И он уже залез в карман, подлец, и достал исписанную убористым почерком толстую тетрадь.
– Значит, вы пишете стихи? – мрачно спросил Чигринский, исподлобья косясь на гостя.
– Да.
– А почему не прозу?
Арапов удивленно взглянул на композитора.
– Почему не прозу? Почему… почему… Любопытный вопрос! Потому что проза… понимаете… проза жизни… нечто низменное, да? В конце концов, прозой может писать любой, в то время как поэзия…
– Нет, – отрезал Чигринский. – Не любой. – Однако он был достаточно светским человеком, чтобы все же выдавить из себя подобие любезной улыбки. – Значит, стихи… Н-да-с. И много стихов вы напечатали, милостивый государь?
Арапов как-то замялся, и два розовых пятна проступили на его щеках.
– По правде говоря… В наше время…
Больше он ничего не сумел сказать и поднял на Чигринского умоляющий взор. Но скрестивший руки на груди композитор был неумолим, и так же неумолим (почудилось Арапову) был лоснящийся рояль, к которому прислонился хозяин.
– Да-с? – мягко спросил Чигринский.
– Начинающему очень трудно напечататься, – пробормотал Арапов, пряча глаза. – Редакторы в журналах печатают только своих знакомых… и издатели тоже… В наши дни человеку, который чувствует в груди жар поэзии, пробиться сквозь эти косные ряды почти невозможно… невероятно сложно… Я знаю, о чем говорю, потому что столько раз пытался…
И, решив, что он достаточно высказался, посетитель раскрыл тетрадь и откашлялся.

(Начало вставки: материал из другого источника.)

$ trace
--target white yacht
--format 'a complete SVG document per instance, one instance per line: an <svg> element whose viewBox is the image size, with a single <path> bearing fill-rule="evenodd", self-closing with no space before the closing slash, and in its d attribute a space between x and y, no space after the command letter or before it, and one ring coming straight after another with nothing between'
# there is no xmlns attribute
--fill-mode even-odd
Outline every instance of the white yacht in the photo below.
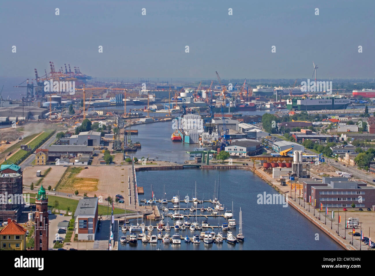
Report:
<svg viewBox="0 0 375 276"><path fill-rule="evenodd" d="M181 236L180 235L180 234L176 233L172 236L172 243L174 244L181 244Z"/></svg>
<svg viewBox="0 0 375 276"><path fill-rule="evenodd" d="M210 234L205 234L204 238L203 238L203 242L205 243L212 243L213 241L212 239L212 235Z"/></svg>

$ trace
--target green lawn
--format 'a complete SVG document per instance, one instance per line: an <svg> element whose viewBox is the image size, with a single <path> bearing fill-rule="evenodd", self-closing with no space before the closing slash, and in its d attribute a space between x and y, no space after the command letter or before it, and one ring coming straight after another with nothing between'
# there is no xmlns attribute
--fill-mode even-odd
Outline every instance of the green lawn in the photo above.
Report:
<svg viewBox="0 0 375 276"><path fill-rule="evenodd" d="M36 194L34 193L30 194L30 203L35 203L36 195ZM58 208L60 210L66 210L68 207L69 207L70 208L70 211L75 211L75 209L77 208L77 205L78 205L78 201L77 199L61 198L60 196L50 196L48 195L47 195L47 196L48 196L48 206L51 209L53 207L55 201L56 200L58 201ZM110 205L109 209L108 209L107 206L99 205L98 208L98 214L101 214L103 216L106 216L107 209L108 210L110 214L111 213L111 208ZM115 210L113 211L113 213L114 214L123 214L124 211L124 210L123 209L115 208ZM131 211L127 211L126 212L131 213Z"/></svg>
<svg viewBox="0 0 375 276"><path fill-rule="evenodd" d="M6 160L4 161L3 164L6 164L9 162L18 165L20 163L20 160L23 161L28 155L28 153L26 151L23 149L19 149L10 157L7 158Z"/></svg>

– Стихотворение первое. «К морю».
…Тут Чигринский понял, что ему придется или убить студента прямо здесь, на месте, или покориться своей участи. В первом случае, разумеется, придется отвечать по всей строгости закона, во втором – страдать молча, причем неизвестно, сколько времени, потому что тетрадь была чертовски толстой и за первым стихотворением неизбежно должны последовать второе, третье и сто третье.
«Господи, – в смятении подумал Чигринский, – и чем я только провинился?..»
Тоскуя, он уставился на стену, потом на кисть от пояса, затем принялся вертеть ее, стал вертеть и вторую кисть, причем в противоположном направлении, но все было бесполезно – подвывающим голосом, по последней поэтической моде, юный непризнанный гений продолжал читать свои стихи.
По правде говоря, Чигринский крепился долго – до пятого стихотворения, озаглавленного «Прекрасной», – но сейчас он просто не выдержал.
– Простите, Иван Ильич, но «тебя» и «меня» не рифмуются, – сухо заметил он.
Модест Трофимович Арапов поднял глаза на собеседника, и в лице его мелькнуло – да, Чигринский готов был в этом поклясться – нечто вроде снисхождения к композитору, который, даром что без пяти минут гений, ну ничегошеньки не понимал в современной поэзии.
– Рифмуются, – с восхитительной самоуверенностью объявил стихотворец.
– Не рифмуются. – Чигринский стиснул челюсти, на скулах его ходуном заходили желваки.
– Милостивый государь, – уже сердито промолвил студент, – если даже сам Пушкин в «Евгении Онегине» не стесняется рифмовать «колеи» и «земли…»
– Так то Пушкин, – отвечал безжалостный ретроград Чигринский. – Он срифмует корову и полено, с него станется.
– Но…
– Потому что он Пушкин, и обставит он все так, что это действительно будет восприниматься как рифма. А «тебя» и «меня» – не рифма.
В светлых глазах студента вспыхнула совершенно отчетливая злоба.
– Позвольте вам заметить, что Пушкин давно умер, – еле сдерживаясь, проговорил он. – Поэзия с тех пор шагнула далеко вперед!